A btree index created using
create index idx_01 using btree(xpath_exists('/Root/KeyValue[Key="val"]/Value//text()', xmlcol))
does not seem to be used at all.
EDIT
Setting enable_seqscan to off, the query using xpath_exists is much faster (one order of magnitude) and clearly shows using the corresponding index (the btree index built with xpath_exists).
Any clue why PostgreSQL would not be using the index and attempt a much slower sequential scan ?
Since I do not want to disable sequential scanning globally, I am back to square one and I am happily welcoming suggestions.
EDIT 2 - Explain plans
See below - Cost of first plan (seqscan off) is slightly higher but processing time much faster
b2box=# set enable_seqscan=off;
SET
b2box=# explain analyze
Select count(*)
from B2HEAD.item
where cluster = 'B2BOX' and ( ( xpath_exists('/MessageInfo[FinalRecipient="ABigBank"]//text()', content) ) ) offset 0 limit 1;
QUERY PLAN
-----------------------------------------------------------------------------------------------------------------------------------------------------------------
Limit (cost=22766.63..22766.64 rows=1 width=0) (actual time=606.042..606.042 rows=1 loops=1)
-> Aggregate (cost=22766.63..22766.64 rows=1 width=0) (actual time=606.039..606.039 rows=1 loops=1)
-> Bitmap Heap Scan on item (cost=1058.65..22701.38 rows=26102 width=0) (actual time=3.290..603.823 rows=4085 loops=1)
Filter: (xpath_exists('/MessageInfo[FinalRecipient="ABigBank"]//text()'::text, content, '{}'::text[]) AND ((cluster)::text = 'B2BOX'::text))
-> Bitmap Index Scan on item_counter_01 (cost=0.00..1052.13 rows=56515 width=0) (actual time=2.283..2.283 rows=4085 loops=1)

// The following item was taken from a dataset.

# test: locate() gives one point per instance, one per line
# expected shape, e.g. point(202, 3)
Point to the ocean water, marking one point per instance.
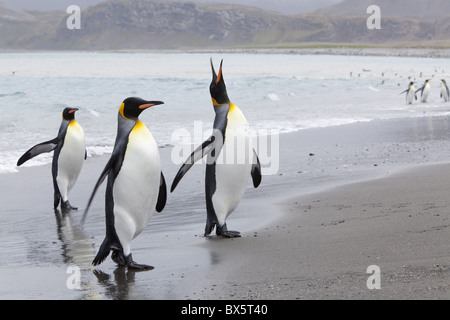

Index Cond: (xpath_exists('/MessageInfo[FinalRecipient="ABigBank"]//text()'::text, content, '{}'::text[]) = true)
Total runtime: 606.136 ms
(7 rows)
plan on explain.depesz.com
b2box=# set enable_seqscan=on;
SET
b2box=# explain analyze
Select count(*)
from B2HEAD.item
where cluster = 'B2BOX' and ( ( xpath_exists('/MessageInfo[FinalRecipient="ABigBank"]//text()', content) ) ) offset 0 limit 1;
QUERY PLAN
-----------------------------------------------------------------------------------------------------------------------------------------------------------------
Limit (cost=22555.71..22555.72 rows=1 width=0) (actual time=10864.163..10864.163 rows=1 loops=1)
-> Aggregate (cost=22555.71..22555.72 rows=1 width=0) (actual time=10864.160..10864.160 rows=1 loops=1)
-> Seq Scan on item (cost=0.00..22490.45 rows=26102 width=0) (actual time=33.574..10861.672 rows=4085 loops=1)
Filter: (xpath_exists('/MessageInfo[FinalRecipient="ABigBank"]//text()'::text, content, '{}'::text[]) AND ((cluster)::text = 'B2BOX'::text))
Rows Removed by Filter: 108945
Total runtime: 10864.242 ms
(6 rows)
plan on explain.depesz.com
Planner cost parameters
Cost of first plan (seqscan off) is slightly higher but processing time much faster
This tells me that your random_page_cost and seq_page_cost are probably wrong. You're likely on storage with fast random I/O - either because most of the database is cached in RAM or because you're using SSD, SAN with cache, or other storage where random I/O is inherently fast.
Try:
SET random_page_cost = 1;
SET seq_page_cost = 1.1;
to greatly reduce the cost param differences and then re-run. If that does the job consider changing those params in postgresql.conf..
Your row-count estimates are reasonable, so it doesn't look like a planner mis-estimation problem or a problem with bad table statistics.
Incorrect query
Your query is also incorrect. OFFSET 0 LIMIT 1 without an ORDER BY will produce unpredictable results unless you're guaranteed to have exactly one match, in which case the OFFSET ... LIMIT ... clauses are unnecessary and can be removed entirely.
You're usually much better off phrasing such queries as SELECT max(...) or SELECT min(...) where possible; PostgreSQL will tend to be able to use an index to just pluck off the desired value without doing an expensive table scan or an index scan and sort.
Tips
BTW, for future questions the PostgreSQL wiki has some good information in the performance category and a guide to asking Slow query questions.